A week or so ago I picked up Nem-nem from the bed where, with Tia, she was asleep, to put Nem-nem in her crib. I cradled and rocked her in my arms while she slept, and lingered a long while - it is very rare that I get to hold her while she sleeps, because she is much harder to soothe than Mago was (and Tia has more of a gift for soothing Nemmy - I had more of a gift for soothing Mago). I looked at this little girl and thought of my family, these ties that are the Kingdom. I thought of my slacking in tending to my family - though I have improved a lot since Mago was a baby - and heartbroken for the wants of this little one I began praying for the charity to tend more to them. As soon as I had begun this prayer, she momentarily gave a great smile in her sleep. My prayer was in her dream, I knew it, and in an instant I was back to just a brief year ago holding Mago in his sleep, praying for charity, and in the moment I prayed for this he laughed, my prayer in his dream.
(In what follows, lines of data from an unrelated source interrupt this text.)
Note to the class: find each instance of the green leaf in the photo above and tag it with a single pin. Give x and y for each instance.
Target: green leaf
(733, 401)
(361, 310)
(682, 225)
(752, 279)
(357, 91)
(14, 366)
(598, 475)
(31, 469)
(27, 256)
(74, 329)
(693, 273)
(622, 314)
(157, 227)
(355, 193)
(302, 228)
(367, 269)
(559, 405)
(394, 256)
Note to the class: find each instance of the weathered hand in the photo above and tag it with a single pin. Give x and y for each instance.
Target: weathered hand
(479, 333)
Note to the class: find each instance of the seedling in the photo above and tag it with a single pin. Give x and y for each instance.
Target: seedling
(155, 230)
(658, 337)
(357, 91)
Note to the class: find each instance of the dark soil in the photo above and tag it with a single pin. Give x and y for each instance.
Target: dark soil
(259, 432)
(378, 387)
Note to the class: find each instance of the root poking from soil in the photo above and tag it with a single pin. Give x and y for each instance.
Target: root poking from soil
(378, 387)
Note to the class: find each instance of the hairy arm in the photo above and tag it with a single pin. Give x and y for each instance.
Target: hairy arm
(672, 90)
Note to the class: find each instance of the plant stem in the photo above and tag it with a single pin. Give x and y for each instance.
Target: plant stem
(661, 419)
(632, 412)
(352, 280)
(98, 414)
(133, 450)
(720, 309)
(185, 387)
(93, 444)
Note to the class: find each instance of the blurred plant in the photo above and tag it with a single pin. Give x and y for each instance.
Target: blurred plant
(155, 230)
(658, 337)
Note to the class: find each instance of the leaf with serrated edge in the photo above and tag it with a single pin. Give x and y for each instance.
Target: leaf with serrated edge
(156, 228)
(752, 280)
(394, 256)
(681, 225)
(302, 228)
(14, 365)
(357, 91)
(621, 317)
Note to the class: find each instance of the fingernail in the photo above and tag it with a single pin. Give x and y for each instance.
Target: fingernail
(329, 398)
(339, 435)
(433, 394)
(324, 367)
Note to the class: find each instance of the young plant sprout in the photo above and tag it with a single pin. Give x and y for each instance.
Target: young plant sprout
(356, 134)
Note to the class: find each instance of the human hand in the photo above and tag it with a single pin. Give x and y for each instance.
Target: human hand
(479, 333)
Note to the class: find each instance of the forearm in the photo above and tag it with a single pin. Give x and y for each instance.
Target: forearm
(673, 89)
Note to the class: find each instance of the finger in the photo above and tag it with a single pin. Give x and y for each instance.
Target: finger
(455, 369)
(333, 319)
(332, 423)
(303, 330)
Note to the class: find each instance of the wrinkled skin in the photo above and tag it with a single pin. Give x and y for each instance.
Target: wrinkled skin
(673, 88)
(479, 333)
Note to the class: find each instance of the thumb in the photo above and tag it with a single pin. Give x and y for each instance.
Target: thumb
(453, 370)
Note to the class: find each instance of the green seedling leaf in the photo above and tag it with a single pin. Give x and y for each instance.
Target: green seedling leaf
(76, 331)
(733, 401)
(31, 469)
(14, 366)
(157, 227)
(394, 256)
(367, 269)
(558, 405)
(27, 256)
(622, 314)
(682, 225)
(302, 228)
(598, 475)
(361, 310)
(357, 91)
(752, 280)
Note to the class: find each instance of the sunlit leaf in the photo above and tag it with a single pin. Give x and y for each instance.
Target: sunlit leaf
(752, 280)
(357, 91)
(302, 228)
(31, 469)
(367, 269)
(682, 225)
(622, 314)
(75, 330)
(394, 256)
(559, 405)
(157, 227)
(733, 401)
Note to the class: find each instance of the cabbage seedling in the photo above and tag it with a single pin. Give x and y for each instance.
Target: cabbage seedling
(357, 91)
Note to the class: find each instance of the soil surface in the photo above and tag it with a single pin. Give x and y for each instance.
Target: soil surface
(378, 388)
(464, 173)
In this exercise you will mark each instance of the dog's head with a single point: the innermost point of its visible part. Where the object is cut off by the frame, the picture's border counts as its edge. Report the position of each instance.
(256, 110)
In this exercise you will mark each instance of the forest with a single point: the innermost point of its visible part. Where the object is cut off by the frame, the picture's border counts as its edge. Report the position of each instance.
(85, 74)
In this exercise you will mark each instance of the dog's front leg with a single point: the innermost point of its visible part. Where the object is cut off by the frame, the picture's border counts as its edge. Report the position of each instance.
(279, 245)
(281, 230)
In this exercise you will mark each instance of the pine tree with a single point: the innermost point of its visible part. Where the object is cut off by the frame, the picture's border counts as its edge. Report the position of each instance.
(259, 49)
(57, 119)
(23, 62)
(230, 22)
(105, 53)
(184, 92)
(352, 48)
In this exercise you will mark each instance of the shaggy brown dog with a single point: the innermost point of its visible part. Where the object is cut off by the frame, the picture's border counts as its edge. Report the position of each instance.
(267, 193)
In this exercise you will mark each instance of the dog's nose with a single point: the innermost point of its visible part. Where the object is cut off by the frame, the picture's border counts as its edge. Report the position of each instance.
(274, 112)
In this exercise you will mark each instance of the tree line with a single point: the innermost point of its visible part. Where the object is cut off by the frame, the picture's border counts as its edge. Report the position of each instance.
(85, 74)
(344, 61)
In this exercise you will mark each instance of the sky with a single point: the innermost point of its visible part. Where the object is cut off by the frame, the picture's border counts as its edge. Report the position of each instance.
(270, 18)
And he shall plant in the hearts of the children the promises made to the fathers, and the hearts of the children shall turn to their fathers. - D&C 2:2

First word, crawling

December 26th, 2007 by Alex. (Direct link to entry)

Tia says that Nem-nem just cried her own name.  She thinks she said it because she felt sorry for herself, being alone on the floor and hungry and tired.  Nem-nem broke into a crawl yesterday - she’s been scooting increasingly for a few weeks.